We’d heard that they make their own noodles, so ordered the hell ramen. Although £14.50 seemed expensive for a homely dish, there was more to this option than we had anticipated. A wet knit of fine yet meaty noodles came in a terracotta-coloured spicy stock that was cloudy with miso. This was topped with fine leaves of fatty char sui pork, spring onions, slippery bamboo sprouts, a hot green chutney and steamed bok choy, with squares of dried nori slipped into the side of the bowl like secret love notes, and half a salty tea-stained egg.

It was the kind of stuff that Wagamama would cry itself to sleep about every night.

The vegetable gyoza (£5.95) were also good, with five pods with burnished bottoms, as doughy and plump as the cheeks of Cabbage Patch Kids, and stuffed with an oniony soy bean mixture.

We liked the artful rainbow rolls (£13.50), presented in a half crescent on a black plate that had been spritzed with a Cy Twombly-esque swirl of butter coloured mayo. As is traditional, each of the six discs of rice was topped with overlapping leaves of pristine salmon, tuna, sea bass, prawn and mackerel. The rice was suitably sticky, with sparkling centres of lush avocado, nori and roe.

The pearlescent interiors of our scallop and tobiko makis (£6.50 for six) had a spick and span flavour of the sea, as did the nigiri with amebi (or sweet shrimp, pronounced “ah-meh-bi”, not “ah-mee-bee”, corrected our waiter, £3.95 for two). These were so fresh that we were sure we could still hear the fluttering of their tiny oceanic hearts.

Eel nigiri (£4.20 for two) was rich and dark, with fish that had been cut to accentuate its grain, like a piece of Chippendale mahogany.

Our vegetable tempura (£8.95) was supposed to feature “five mixed veg”. We counted red pepper, green pepper, aubergine, carrot and mushroom.

We’re not sure if an independent adjudicator would allow mushroom to be classed as veg, and red and green pepper have more similarities than differences. Still, nitpicker here enjoyed the crispy light batter.

For pudding, the daifuku mochi ice (£4.15) was OK, though these ice-cream filled dumpling segments needed a bit longer to defrost. We’d gone for two flavours – green tea and coconut – though there’s also yuzu and raspberry.
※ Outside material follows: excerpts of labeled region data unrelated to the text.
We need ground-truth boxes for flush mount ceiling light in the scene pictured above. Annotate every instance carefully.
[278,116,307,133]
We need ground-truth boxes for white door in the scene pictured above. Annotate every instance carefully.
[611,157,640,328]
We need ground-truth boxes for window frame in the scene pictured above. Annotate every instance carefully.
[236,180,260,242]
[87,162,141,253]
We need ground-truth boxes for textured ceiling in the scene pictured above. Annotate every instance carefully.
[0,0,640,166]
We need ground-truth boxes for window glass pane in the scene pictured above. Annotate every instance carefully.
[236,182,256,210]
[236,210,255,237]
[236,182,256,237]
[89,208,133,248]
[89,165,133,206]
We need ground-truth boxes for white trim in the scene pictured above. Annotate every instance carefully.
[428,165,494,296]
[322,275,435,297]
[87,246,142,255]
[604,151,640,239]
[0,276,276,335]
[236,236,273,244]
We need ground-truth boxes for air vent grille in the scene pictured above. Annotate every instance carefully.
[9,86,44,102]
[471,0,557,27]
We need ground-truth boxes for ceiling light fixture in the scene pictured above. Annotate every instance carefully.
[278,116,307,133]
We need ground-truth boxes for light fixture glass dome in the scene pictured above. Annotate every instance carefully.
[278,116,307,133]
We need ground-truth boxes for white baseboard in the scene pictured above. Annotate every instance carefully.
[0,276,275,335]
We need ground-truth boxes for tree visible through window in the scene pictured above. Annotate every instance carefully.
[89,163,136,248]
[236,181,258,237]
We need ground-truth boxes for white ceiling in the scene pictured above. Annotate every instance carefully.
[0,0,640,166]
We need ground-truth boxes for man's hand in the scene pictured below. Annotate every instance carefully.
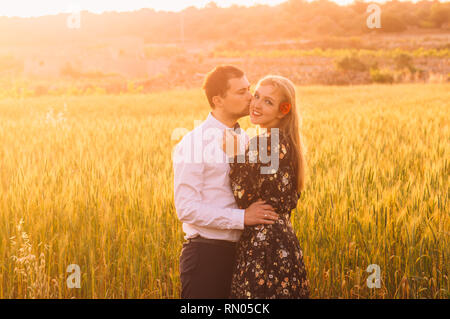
[222,130,240,157]
[244,200,278,226]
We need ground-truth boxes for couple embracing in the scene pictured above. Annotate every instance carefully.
[173,65,310,299]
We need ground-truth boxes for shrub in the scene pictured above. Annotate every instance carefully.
[370,69,394,84]
[336,56,367,72]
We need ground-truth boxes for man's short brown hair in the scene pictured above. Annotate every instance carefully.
[203,65,244,108]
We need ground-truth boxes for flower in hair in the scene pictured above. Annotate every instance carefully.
[280,102,291,115]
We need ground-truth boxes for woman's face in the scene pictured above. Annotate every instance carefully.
[250,85,283,128]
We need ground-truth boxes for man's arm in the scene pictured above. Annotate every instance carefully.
[173,161,245,229]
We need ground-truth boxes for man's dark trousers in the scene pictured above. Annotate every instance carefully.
[180,240,236,299]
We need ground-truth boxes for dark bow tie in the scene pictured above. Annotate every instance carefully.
[233,122,241,134]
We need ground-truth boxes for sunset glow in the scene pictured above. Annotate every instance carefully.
[0,0,394,17]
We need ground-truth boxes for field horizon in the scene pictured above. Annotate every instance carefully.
[0,83,450,299]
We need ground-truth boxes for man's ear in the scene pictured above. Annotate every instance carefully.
[212,95,223,107]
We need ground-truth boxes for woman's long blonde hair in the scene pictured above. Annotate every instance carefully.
[257,75,306,193]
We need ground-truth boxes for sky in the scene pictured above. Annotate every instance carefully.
[0,0,426,17]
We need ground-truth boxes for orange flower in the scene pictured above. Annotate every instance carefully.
[280,102,291,115]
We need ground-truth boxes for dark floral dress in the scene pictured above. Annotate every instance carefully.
[230,129,310,299]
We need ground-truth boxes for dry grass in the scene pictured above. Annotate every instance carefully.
[0,84,450,298]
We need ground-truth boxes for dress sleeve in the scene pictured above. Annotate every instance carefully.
[229,138,260,209]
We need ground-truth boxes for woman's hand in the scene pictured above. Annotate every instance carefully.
[222,130,240,157]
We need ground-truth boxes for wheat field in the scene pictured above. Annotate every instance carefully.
[0,84,450,298]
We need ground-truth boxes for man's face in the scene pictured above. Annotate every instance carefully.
[221,75,252,118]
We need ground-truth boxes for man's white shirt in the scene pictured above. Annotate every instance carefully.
[173,113,249,242]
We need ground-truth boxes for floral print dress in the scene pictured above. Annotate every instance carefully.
[229,129,309,299]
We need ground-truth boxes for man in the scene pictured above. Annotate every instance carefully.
[173,65,278,299]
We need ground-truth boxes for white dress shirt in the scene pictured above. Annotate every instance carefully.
[173,113,249,242]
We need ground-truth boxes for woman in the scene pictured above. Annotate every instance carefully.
[224,76,309,299]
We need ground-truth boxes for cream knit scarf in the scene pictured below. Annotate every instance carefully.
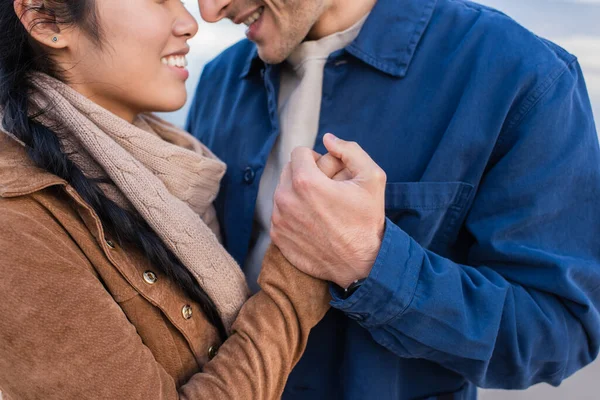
[26,74,248,331]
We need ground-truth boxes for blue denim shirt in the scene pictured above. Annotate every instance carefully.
[188,0,600,400]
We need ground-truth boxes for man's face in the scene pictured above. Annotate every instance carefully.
[198,0,330,64]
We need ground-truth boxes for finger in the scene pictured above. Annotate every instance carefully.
[323,133,380,177]
[331,168,354,181]
[317,153,346,178]
[275,163,292,191]
[291,147,327,186]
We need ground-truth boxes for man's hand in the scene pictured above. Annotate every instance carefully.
[271,134,386,288]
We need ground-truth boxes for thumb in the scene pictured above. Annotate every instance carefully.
[323,133,380,178]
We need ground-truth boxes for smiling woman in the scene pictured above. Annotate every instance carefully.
[0,0,329,400]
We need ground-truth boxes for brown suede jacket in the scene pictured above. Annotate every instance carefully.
[0,134,329,400]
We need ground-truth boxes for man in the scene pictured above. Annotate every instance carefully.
[188,0,600,400]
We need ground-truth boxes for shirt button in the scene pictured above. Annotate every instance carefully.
[244,167,256,184]
[144,271,158,285]
[208,346,219,360]
[181,304,192,319]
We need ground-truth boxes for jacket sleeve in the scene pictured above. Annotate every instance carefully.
[332,62,600,389]
[0,195,330,400]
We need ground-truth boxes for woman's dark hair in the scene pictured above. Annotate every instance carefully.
[0,0,226,340]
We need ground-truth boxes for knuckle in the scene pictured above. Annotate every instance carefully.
[269,228,279,244]
[374,167,387,183]
[292,173,311,192]
[273,190,289,214]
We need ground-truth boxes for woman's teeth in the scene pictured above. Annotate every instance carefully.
[244,7,265,26]
[160,56,187,68]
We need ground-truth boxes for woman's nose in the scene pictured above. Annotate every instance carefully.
[174,5,198,39]
[198,0,232,22]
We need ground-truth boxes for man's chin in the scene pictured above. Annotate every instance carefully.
[257,45,291,64]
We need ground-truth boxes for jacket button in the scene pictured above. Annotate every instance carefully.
[144,271,158,285]
[208,346,219,360]
[181,304,192,319]
[244,167,256,184]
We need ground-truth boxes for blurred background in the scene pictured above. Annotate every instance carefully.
[163,0,600,400]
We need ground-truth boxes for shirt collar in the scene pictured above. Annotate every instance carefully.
[241,0,437,78]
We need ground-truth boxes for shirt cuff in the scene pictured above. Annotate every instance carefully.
[330,218,424,328]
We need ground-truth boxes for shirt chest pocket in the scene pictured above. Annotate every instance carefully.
[385,182,474,254]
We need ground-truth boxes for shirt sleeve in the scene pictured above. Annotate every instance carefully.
[332,61,600,389]
[0,198,330,400]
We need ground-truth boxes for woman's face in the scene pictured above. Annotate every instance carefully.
[56,0,198,121]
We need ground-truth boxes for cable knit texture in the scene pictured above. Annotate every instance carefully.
[27,74,249,331]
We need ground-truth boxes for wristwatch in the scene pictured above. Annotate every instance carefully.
[341,278,367,300]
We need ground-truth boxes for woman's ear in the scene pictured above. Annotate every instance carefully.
[14,0,69,50]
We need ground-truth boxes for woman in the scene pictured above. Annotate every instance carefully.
[0,0,335,400]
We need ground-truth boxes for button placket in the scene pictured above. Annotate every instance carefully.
[181,304,192,319]
[143,271,158,285]
[208,346,219,360]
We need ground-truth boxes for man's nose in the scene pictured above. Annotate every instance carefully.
[198,0,232,22]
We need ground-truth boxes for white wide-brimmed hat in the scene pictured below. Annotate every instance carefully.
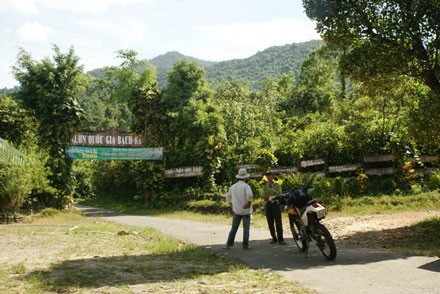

We preferred the maccha crème brûlée (£4.75), which came with two lickable wooden spoons and featured a non-sweet green tea paste with a murky-coloured caramelised sugar lid.

Good, but I do think this place has pitched its prices slightly too high – perhaps because of the central location and the rates that incurs.

Despite this, I really like it here, and I’m not just saying that because I’m scared the chef will freak out and ban me.

Hopefully this time, they’ll stick this review in the window and we won’t have to rip it down in a huff.